Multi-file development

Just like you really shouldn’t put your entire program inside main, once your programs start getting big enough, you really shouldn’t put your entire program inside one file. C supports programs that consist of multiple files, but in a really weird, old-fashioned way (of course). C dates from a much earlier time when compilers were far more limited in their abilities for practical reasons, so we have to use some very strange workarounds to make it work.

Some of this is just a preview for stuff we’ll be talking about later in the course. So don’t worry if you don’t quite get it now, because we’ll cover it again later.

C’s compilation model

In Java, you run javac on a .java file, and this produces a .class file which contains machine code for the JVM. When you run java, it loads that .class file and any other needed .class files to run your program. Something similar happens in C, but at different times.

The process of compiling one file

Here’s something to keep in mind: gcc is not the compiler. I know, it’s called the “GNU C compiler” but the gcc program itself is not the compiler. gcc is just an orchestrator that runs several other programs in a sequence in order to automate the compilation of C programs.

To compile a C file, gcc runs cc… but cc is itself an orchestrator that ends up calling cc1 which is the real compiler. What does this compiler output? Assembly code! Yes, really! It outputs a text source file of assembly code. I tried it on the 1_hello_world.c example:

/usr/lib/gcc/x86_64-linux-gnu/11/cc1 -masm=intel 1_hello_world.c

And it produced a file 1_hello_world.s (.s is a common file extension for assembly code), which contains some x86-64 assembly code. Try it yourself!

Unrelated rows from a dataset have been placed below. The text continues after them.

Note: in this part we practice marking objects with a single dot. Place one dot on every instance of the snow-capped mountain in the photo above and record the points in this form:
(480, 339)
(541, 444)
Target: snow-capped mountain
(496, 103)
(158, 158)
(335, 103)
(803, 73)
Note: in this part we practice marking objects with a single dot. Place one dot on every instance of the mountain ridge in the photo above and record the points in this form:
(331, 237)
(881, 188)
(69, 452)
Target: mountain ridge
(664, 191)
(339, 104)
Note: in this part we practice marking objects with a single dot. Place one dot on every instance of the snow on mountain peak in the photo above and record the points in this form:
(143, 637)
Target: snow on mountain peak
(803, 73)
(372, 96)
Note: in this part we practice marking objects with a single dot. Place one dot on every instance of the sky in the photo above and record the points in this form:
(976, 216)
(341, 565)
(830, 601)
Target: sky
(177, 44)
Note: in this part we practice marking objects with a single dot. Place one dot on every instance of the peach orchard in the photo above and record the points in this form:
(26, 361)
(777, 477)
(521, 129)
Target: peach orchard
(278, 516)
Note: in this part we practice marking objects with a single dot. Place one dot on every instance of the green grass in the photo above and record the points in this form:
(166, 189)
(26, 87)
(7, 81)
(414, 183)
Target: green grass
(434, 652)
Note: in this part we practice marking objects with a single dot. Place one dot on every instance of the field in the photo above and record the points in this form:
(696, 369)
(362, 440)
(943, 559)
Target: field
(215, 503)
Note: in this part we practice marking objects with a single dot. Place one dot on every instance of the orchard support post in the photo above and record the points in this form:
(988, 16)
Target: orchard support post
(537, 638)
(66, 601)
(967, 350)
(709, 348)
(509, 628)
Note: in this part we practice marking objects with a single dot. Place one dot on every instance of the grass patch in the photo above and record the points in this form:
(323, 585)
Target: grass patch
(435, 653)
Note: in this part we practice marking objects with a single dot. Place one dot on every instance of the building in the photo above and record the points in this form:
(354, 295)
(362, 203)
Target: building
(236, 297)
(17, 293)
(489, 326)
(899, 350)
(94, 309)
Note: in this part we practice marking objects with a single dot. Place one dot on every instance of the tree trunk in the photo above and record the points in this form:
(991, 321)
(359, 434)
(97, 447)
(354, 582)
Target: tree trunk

Well now we need to assemble it into machine code, right? That’s what the as (sembler) program does:

as -o 1_hello_world.o 1_hello_world.s

This produces an object file named 1_hello_world.o. An object file is kind of like a Java .class file - it contains machine code, but it’s not an executable file itself. But unlike Java, we don’t have an equivalent of java to run the object file. Instead, there’s one more step: we need to link the object file into an executable.

The ld program is what links object files (and libraries) into executables (and shared libraries). The actual command for invoking ld on this 1_hello_world.o file is way too long to show here, so let’s summarize with a diagram instead:

This is what gcc does for you every time you run it! The orange rectangles are source code text files. The purple rectangles are programs in the compilation toolchain. The blue rectangles are object and library files, and the green rectangle is an actual executable program.

Future diagrams will leave out the assembly source and assembler step, so you can imagine that the C compiler’s job is to convert .c source code files into .o object files.

What about Java? Does it have a linking step? Yes! Actually it has many linking steps that happen at runtime instead of before the program runs. That’s one of the jobs of the java VM itself. If you’ve ever heard of “classpath” and “class loader”, that’s part of Java’s linking stuff.

What happens when you compile multiple files?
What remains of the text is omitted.